What is the running time of \(\textsc{Heapsort}\) on an array \(A\) of length \(n\) that is already sorted in increasing order? What about decreasing order?
To analyze heapsort’s performance on sorted inputs, we need to consider two phases separately: building the heap and extracting elements. Unlike quicksort, which performs dramatically differently on sorted versus unsorted data, heapsort’s behavior is more uniform.
Running time for increasing order
When the input array is sorted in increasing order (e.g., \(\langle 1, 2, 3, 4, 5 \rangle\)), it represents the worst possible configuration for a max-heap. The smallest element sits at the root position, and building the max-heap requires extensive restructuring.
During the \(\textsc{Build-Max-Heap}\) phase, we still need \(O(n)\) time regardless of the input order (this is always true for building a heap).
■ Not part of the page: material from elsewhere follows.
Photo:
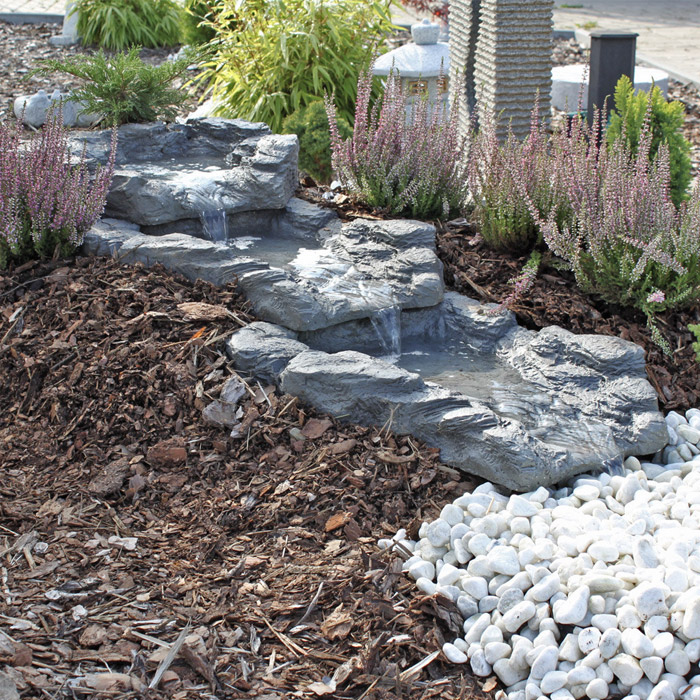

However, the structure we create is quite different from what we started with.
In the sorting phase, each call to \(\textsc{Max-Heapify}\) after swapping the root to the end must traverse nearly the full height of the heap. For an array sorted in increasing order, after we build the max-heap, the largest element is at the root. When we remove it and call \(\textsc{Max-Heapify}\), the new root (which came from the last position) is typically much smaller than its children, so it must sink all the way down to a leaf position.
This pattern repeats for all \(n-1\) iterations. Each \(\textsc{Max-Heapify}\) operation takes \(O(\lg n)\) time in the worst case. Therefore, the total running time is \(O(n \lg n)\).
Running time for decreasing order
When the input array is sorted in decreasing order (e.g., \(\langle 5, 4, 3, 2, 1 \rangle\)), it already satisfies the max-heap property. The largest element is at position 1, and each parent is larger than its children.
During \(\textsc{Build-Max-Heap}\), very little work is needed since the array already forms a valid max-heap. However, this doesn’t help us in the sorting phase.
In the sorting phase, we still perform \(n-1\) iterations, each involving a swap and a call to \(\textsc{Max-Heapify}\). Even though we started with a perfect max-heap, after each swap we place a small element at the root, which must sink down through the heap. This still requires \(O(\lg n)\) time per iteration.
Therefore, the running time is still \(O(n \lg n)\).